I was given this book by my boss because he felt that my communication style was too abrupt and that I needed to improve my listening and empathy skills. Well, that’s what I think he was trying to tell me – I wasn’t really paying attention because I tend to filter out a lot of information that I consider waffle.

This is not just a business book, and not just about business conversations. You can use the material to help you with personal relationships as well. It is full of examples and practical things you can do in lots of situations. It starts by building up a few examples of what crucial conversations are, and the history leading up to the authors developing their theory. The book has so much information that you won’t be able to absorb all of it if you read it just once, so I have found it good to have at hand just to flick through every now and then when I have the chance.

The book deals a lot with the emotional side of conversations, in that words do really hurt regardless of the situation. Each party in a conversation may believe they have been slighted, and that the other is at fault. This book helps you understand how to take a calm step back and re-assess the situation, before trying to continue, or not continue if the situation is too volatile.

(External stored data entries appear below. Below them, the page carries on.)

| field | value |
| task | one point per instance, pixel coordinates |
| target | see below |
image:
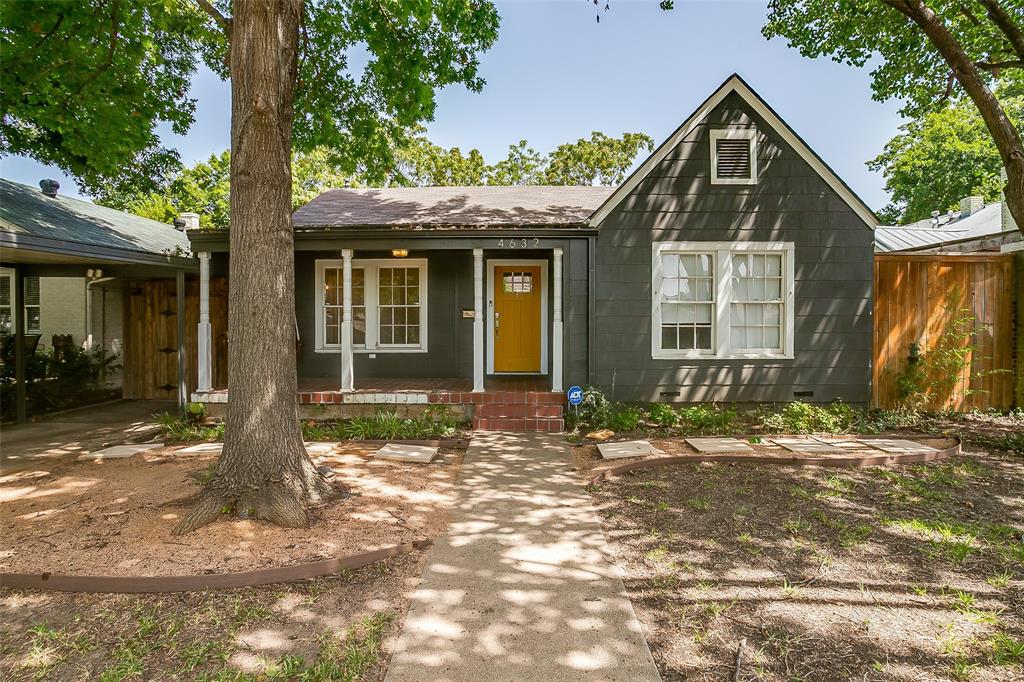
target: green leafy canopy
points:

The book concludes with three chapters about putting it all together, when it’s too hard to have a conversation and moving forward. I found the yes, but chapter quite good as there were quite a few examples there.

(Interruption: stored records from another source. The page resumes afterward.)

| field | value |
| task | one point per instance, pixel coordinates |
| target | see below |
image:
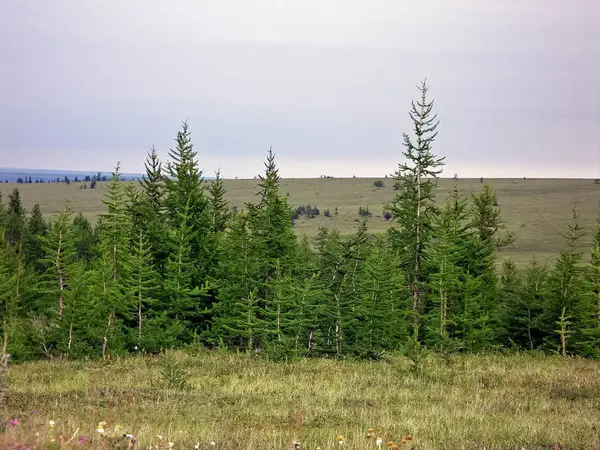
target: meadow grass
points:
(241, 402)
(539, 210)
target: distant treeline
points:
(170, 264)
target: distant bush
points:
(364, 212)
(305, 210)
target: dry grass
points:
(493, 402)
(538, 209)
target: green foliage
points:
(169, 265)
(413, 207)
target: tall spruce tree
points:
(112, 272)
(32, 245)
(220, 214)
(567, 291)
(185, 200)
(593, 280)
(444, 254)
(274, 243)
(413, 207)
(15, 221)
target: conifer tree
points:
(236, 278)
(144, 284)
(444, 255)
(523, 296)
(15, 221)
(413, 206)
(567, 291)
(185, 199)
(380, 321)
(220, 214)
(341, 260)
(112, 272)
(85, 239)
(151, 209)
(152, 182)
(32, 245)
(593, 283)
(274, 243)
(59, 255)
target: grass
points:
(239, 402)
(538, 209)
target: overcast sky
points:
(326, 83)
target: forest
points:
(170, 264)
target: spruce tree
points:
(236, 278)
(32, 245)
(274, 243)
(185, 199)
(112, 271)
(144, 282)
(59, 254)
(593, 283)
(567, 291)
(444, 255)
(152, 182)
(15, 223)
(413, 207)
(380, 321)
(218, 206)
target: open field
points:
(538, 209)
(239, 402)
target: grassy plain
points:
(240, 402)
(538, 209)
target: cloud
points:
(328, 84)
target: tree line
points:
(169, 264)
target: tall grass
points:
(240, 402)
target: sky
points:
(326, 83)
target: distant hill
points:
(11, 175)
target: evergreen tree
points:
(111, 276)
(236, 278)
(152, 182)
(444, 255)
(144, 283)
(413, 207)
(380, 321)
(186, 200)
(220, 214)
(85, 239)
(32, 245)
(15, 221)
(593, 282)
(567, 291)
(59, 255)
(274, 243)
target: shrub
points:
(364, 212)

And as always, I guess I have to mention the things I didn’t like about the book. I found it lacking a bit of depth in the theory side. It was more like a series of techniques that worked, but no real explanation of why they work. If I want to understand how to have a crucial conversation, I want to be able to base it on some bedrock. That said, the theory may well be there and the authors might have that grounding themselves, but I didn’t feel it when reading the book.

Maybe I just read it too fast. Then again, I tend to filter out more than I should if I think it’s too much waffle.